第103章 私通流寇!

    县衙后街,某处院落内。

    夜色如墨。

    院内却灯火通明,三间厢房,分别关着三伙人。

    钱、孙两家被分开看管,哭嚎与求饶声被棉布堵在嘴里发不出,只偶尔透出几缕,反倒让这院子显得愈发死寂。

    姜涛的手下正挨个炮制他们。

    这些被前锦衣卫的调教过的探子,撬开养尊处优的商贾的嘴,比撬开一个蚌壳还容易。

    冰冷的刀锋贴上脖颈,再用最平静的语气描述几种花样死法,就足以让他们把祖宗三代的家底都抖落得一干二净。

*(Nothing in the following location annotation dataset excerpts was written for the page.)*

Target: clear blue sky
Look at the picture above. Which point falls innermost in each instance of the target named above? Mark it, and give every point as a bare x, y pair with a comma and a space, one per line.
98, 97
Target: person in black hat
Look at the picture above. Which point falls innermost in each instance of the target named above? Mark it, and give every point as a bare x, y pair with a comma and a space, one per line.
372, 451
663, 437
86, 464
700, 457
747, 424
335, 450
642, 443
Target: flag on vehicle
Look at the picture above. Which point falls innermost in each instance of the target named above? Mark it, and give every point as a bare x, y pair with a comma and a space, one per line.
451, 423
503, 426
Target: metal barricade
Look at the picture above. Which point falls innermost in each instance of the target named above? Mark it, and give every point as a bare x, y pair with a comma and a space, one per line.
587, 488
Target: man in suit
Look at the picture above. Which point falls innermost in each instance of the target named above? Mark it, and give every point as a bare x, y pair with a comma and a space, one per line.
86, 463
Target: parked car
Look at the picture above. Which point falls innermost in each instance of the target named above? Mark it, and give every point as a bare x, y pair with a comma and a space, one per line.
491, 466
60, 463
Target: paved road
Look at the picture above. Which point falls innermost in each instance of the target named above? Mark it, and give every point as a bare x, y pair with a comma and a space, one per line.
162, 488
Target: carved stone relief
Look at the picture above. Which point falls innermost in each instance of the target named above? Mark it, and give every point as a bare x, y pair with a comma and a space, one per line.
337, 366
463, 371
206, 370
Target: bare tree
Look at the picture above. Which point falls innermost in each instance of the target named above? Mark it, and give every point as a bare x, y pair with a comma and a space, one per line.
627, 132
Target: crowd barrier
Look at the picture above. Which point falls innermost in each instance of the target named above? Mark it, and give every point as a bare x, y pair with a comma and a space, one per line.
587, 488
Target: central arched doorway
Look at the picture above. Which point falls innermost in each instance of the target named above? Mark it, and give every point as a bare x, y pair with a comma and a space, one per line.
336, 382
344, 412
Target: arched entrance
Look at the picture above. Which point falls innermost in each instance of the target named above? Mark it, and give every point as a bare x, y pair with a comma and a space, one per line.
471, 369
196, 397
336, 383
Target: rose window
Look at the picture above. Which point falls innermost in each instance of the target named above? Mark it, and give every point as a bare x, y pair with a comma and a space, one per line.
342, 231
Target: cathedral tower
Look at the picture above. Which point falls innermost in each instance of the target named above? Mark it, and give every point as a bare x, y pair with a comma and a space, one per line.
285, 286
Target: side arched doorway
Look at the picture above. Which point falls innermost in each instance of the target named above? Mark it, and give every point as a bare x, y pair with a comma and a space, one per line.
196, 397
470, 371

    一张张写满金银、地契、商铺的清单,雪片般汇总到姜涛手里。

    而陈海,正站在关押徐子宾的屋子中央。

    罗虎与姜涛,如两尊铁塔,分立其左右。

    一盏油灯,火苗摇曳,将三人的影子在墙壁上拉扯得如同鬼魅。

    徐子宾被捆得像个肉粽,瘫在冰冷的地上,嘴里塞着破布。

    陈海不说话,只是看着他。

    这种无声的审视,比任何酷刑都更让人崩溃。

    罗虎在一旁看得直撇嘴,嫌恶地“呸”了一声,压低声音对姜涛道:

    “就这怂样,还当知县?俺们寨子里随便拉个伙夫都比他有骨气。”

    姜涛没理他,目光只追随着陈海。

    陈海抬了抬下巴。

    一名亲兵上前,一把扯出徐子宾嘴里的布团。

    “呼……呼……”

    新鲜空气涌入肺里,徐子宾剧烈呛咳,一能开口,便不顾一切地嘶喊起来,声音尖利刺耳。

    “好汉!大王!爷爷!饶命啊!小人有眼不识泰山,冲撞了各位英雄!求你们饶我狗命!我……我有钱!我有很多钱!”

    他拼命想磕头,手脚被缚,只能在地上徒劳地蠕动,姿态要多难看有多难看。

    陈海又是一个眼色。

    亲兵上前,粗暴地扯下蒙在他头上的黑布。

    光线刺眼,徐子宾眯缝着眼,好半天才适应。

    他惊恐地扫视着屋内几个煞神般的壮汉,最后,目光定格在了一张既熟悉又陌生的脸上。

    徐子宾的瞳孔猛地一缩,脸上的血色“唰”地褪尽。

    “姜……姜掌柜?”

    他难以置信地叫出声。

    “是你?是你们?”

    姜涛脸上的络腮胡早已撕掉,露出本来的面目。

    他向前一步,居高临下地俯视着瘫软在地的县尊大人,嘴角挂着一丝冰冷的弧度。

    “县尊大人好记性,光临小人那破店一次,就记得这么清楚。”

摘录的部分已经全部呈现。